Lasciare andare quel pensiero non significa rinunciare alle nostre aspirazioni, ma piuttosto cambiare il focus su come definiamo noi stessi e su come percepiamo il successo. Invece di essere “qualcuno” secondo gli standard della società, impariamo a essere noi stessi, senza la necessità di convalidare la nostra esistenza attraverso risultati esterni.
Rilasciando quella pressione, ciò che emerge è un incredibile senso di libertà: l’opportunità di vivere secondo i nostri valori e non quelli di un sistema che ci dice che non siamo mai abbastanza e che dobbiamo continuamente dimostrare qualcosa a qualcuno. Ma la verità è che tu ed io siamo già qualcuno, non abbiamo bisogno di diventare “qualcuno”.
3. “Devo realizzare i miei sogni”
Dal cinema alla letteratura, passando per i social network e i guru della Crescita Personale, tutto trasmette l’idea che realizzare i propri sogni è l’obiettivo supremo della vita. Tuttavia, questa pressione per realizzare i nostri desideri può diventare un boomerang che minaccia il nostro benessere e l’equilibrio.

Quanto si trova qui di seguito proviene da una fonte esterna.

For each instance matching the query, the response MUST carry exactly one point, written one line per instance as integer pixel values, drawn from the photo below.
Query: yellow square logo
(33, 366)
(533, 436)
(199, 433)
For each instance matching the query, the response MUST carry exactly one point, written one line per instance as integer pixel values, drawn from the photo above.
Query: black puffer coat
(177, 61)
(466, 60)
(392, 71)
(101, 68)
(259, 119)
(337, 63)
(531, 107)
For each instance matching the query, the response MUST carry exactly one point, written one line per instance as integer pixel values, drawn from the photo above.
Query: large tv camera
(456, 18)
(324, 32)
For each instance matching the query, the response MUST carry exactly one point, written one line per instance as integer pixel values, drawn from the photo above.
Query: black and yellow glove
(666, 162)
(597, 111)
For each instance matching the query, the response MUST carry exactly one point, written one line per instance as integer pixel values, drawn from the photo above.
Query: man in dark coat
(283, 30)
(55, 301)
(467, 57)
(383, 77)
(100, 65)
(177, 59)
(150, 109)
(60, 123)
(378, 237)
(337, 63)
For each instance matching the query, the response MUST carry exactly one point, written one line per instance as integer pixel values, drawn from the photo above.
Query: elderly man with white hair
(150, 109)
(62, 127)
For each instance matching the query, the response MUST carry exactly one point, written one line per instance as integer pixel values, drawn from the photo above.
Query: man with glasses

Lo sforzo costante per raggiungere un ideale può oscurare i risultati che abbiamo già raggiunto, creando una sensazione di fallimento perpetuo. Alan Watts si riferiva a quella sorta di trappola che ci poniamo, spiegando che se ci orientiamo sempre verso il futuro, verso uno stato ideale che non arriva mai, ci allontaniamo dal presente, che è il luogo in cui si svolge realmente la vita.
Dobbiamo capire che il viaggio che ci porta ai nostri sogni deve essere prezioso quanto la destinazione stessa. Se ci concentriamo solo sul culmine delle nostre aspirazioni, corriamo il rischio di dimenticare il valore delle esperienze che viviamo lungo il percorso e questo di ci porta a una spirale di insoddisfazione permanente.
D’altra parte, supporre che forse alcuni di questi sogni siano diventati obsoleti o che semplicemente non li realizzeremo può portarci un’enorme pace interiore. Si tratta di lasciare andare il peso di ciò che non può essere o ha perso il suo significato per abbracciare ciò che realmente è. Si tratta di rompere quegli accordi che una volta abbiamo firmato con noi stessi per aggiornarli alla luce delle circostanze attuali, con più esperienza, maturità e cognizione di causa.
Alla fine, quella pace mentale si raggiunge quando lasciamo andare tutte le convinzioni limitanti su ciò che dovremmo fare, essere o pensare. Liberandoci da questo fardello, possiamo vivere in modo più autentico, valorizzando ogni passo che facciamo, indipendentemente dal risultato. In quello spazio di accettazione, scopriamo che la felicità non sta solo nel raggiungere obiettivi o distinguersi dagli altri, ma nel modo in cui scegliamo di vivere e sperimentare il presente.
Riferimenti:
Kesavayuth, D. et. Al. (2022) Locus of control and subjective well-being: Panel evidence from Australia. PLoS One; 17(8): e0272714.
Ford, B. Q. et. Al. (2014) Desperately Seeking Happiness: Valuing Happiness is Associated With Symptoms and Diagnosis of Depression. J Soc Clin Psychol; 33(10): 890–905.
Mauss, I. B. et. Al. (2011) Can seeking happiness make people unhappy? Paradoxical effects of valuing happiness. Emotion; 11(4):807-15.